Kahneman e colaboração adversarial


Uma vez, ao ler uma obra de Gerd Gigerenzer, era possível perceber que o alemão não gostava muito da obra de Kahneman e Tversky. Foi uma surpresa ver, no blog de Al Roth, palavras elogiosas de Gigerenzer sobre os israelense: 

Permita-me concluir com o que pode ser o legado mais importante de Kahneman: sua disposição de se engajar no que ele chamou de “colaboração adversarial”. É difícil superestimar o desgaste emocional que isso lhe causava. Sua abertura ao debate começou com as três palestras conjuntas que fizemos no início da década de 1990 e continuou por meio das colaborações adversariais que ele iniciou com vários de seus críticos.

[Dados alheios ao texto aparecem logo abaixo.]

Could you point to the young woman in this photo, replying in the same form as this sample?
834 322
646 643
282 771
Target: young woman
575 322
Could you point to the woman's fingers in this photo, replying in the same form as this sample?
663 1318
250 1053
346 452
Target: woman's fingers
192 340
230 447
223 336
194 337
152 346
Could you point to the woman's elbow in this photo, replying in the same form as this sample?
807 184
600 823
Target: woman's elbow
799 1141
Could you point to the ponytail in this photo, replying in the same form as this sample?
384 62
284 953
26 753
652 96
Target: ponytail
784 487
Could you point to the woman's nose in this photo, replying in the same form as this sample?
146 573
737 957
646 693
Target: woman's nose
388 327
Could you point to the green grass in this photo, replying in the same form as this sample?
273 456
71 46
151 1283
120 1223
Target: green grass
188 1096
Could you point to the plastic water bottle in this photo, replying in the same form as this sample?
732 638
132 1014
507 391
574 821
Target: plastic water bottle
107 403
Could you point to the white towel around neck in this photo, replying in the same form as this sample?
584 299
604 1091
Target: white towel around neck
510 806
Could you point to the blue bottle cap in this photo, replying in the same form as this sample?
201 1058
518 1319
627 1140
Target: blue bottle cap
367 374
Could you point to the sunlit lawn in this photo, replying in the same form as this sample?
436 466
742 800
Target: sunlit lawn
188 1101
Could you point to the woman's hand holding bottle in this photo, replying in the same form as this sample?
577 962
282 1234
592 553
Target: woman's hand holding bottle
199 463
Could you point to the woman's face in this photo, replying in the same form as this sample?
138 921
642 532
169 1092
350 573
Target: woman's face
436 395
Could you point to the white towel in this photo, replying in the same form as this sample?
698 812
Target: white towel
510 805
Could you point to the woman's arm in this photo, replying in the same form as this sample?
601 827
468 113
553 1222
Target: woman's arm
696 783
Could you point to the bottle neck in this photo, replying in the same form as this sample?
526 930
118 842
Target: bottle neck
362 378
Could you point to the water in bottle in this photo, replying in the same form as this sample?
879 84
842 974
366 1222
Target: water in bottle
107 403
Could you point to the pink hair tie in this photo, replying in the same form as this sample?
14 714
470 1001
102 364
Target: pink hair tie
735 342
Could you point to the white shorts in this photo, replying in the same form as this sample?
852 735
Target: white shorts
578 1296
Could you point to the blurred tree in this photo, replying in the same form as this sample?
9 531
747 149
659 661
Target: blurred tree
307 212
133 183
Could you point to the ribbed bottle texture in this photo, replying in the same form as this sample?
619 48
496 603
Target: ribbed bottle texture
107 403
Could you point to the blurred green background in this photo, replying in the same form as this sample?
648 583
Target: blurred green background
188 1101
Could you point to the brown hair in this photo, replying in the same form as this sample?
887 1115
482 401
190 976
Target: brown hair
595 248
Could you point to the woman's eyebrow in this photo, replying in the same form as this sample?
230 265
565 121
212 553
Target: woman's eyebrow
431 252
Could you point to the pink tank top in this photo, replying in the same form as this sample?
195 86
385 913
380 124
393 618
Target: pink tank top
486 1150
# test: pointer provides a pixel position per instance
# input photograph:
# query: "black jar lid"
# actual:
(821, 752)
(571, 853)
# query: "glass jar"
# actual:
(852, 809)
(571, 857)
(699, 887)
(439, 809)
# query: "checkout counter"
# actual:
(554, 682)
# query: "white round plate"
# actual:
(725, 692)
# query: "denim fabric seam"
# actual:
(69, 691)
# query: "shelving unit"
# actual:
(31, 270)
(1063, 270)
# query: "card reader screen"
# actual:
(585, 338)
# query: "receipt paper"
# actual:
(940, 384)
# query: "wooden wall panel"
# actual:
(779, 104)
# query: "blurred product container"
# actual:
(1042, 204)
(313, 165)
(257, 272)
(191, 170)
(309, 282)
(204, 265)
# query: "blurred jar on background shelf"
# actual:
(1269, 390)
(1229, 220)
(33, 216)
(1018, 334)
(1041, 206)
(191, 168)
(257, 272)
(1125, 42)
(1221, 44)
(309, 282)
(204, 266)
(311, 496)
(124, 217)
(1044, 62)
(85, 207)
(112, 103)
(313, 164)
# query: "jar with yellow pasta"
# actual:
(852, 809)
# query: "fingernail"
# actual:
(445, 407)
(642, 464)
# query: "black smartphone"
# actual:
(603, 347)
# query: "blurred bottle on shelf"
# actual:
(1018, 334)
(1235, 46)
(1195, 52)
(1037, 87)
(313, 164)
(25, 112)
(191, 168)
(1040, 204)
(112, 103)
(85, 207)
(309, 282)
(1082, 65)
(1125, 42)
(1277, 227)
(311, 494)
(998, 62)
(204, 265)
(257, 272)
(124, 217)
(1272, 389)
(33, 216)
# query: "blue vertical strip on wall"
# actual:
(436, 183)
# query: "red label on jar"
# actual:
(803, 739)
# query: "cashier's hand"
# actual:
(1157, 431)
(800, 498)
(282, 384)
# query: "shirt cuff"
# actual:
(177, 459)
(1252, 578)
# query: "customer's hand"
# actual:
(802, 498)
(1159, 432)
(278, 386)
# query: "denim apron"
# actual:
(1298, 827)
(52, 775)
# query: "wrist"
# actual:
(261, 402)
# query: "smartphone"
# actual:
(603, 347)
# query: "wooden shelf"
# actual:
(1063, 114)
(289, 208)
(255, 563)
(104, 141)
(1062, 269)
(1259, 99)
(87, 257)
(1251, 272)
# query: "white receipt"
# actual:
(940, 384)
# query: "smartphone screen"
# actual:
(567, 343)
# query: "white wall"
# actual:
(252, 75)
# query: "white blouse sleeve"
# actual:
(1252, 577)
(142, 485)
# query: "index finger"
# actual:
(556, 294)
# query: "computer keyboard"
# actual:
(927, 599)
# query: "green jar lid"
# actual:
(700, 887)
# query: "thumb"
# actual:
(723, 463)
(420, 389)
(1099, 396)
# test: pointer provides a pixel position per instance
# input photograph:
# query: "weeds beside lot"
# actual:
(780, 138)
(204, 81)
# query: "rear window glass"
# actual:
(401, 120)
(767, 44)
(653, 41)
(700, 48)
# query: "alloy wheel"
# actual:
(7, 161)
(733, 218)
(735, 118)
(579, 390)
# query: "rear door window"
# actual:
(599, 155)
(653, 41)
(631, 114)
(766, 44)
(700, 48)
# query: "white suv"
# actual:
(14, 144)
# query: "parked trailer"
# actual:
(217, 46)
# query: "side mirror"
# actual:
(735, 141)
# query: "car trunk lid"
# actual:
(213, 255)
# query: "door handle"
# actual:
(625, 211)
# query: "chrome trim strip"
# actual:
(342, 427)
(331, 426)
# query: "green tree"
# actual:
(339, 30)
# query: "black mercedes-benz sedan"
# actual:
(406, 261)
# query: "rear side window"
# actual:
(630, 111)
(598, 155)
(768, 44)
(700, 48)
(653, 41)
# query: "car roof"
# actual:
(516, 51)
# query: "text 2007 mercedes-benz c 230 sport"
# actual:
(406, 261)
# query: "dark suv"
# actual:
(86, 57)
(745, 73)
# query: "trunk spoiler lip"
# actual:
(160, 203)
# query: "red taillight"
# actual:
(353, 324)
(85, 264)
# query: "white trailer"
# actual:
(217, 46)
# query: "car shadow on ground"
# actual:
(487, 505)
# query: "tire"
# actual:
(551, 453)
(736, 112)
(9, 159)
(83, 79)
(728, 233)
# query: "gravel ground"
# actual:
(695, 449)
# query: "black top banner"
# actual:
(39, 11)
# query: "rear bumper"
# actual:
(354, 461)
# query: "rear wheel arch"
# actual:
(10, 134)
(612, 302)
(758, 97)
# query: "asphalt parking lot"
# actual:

“Aprender a separar o pessoal do intelectual — debater uma questão sem presumir intenções maliciosas do outro lado — é uma das conquistas mais virtuosas e difíceis na ciência. A história da ciência está repleta de relatos daqueles que falharam em fazê-lo. Matemáticos do Renascimento chegaram a duelar por soluções de equações cúbicas, e Newton famosamente partiu o coração de Leibniz em sua disputa sobre quem inventou o cálculo. O fato de que rivais tenham eventualmente aprendido a dialogar com respeito, e até a cooperar, é um desenvolvimento relativamente recente nas ciências (Daston 2023).”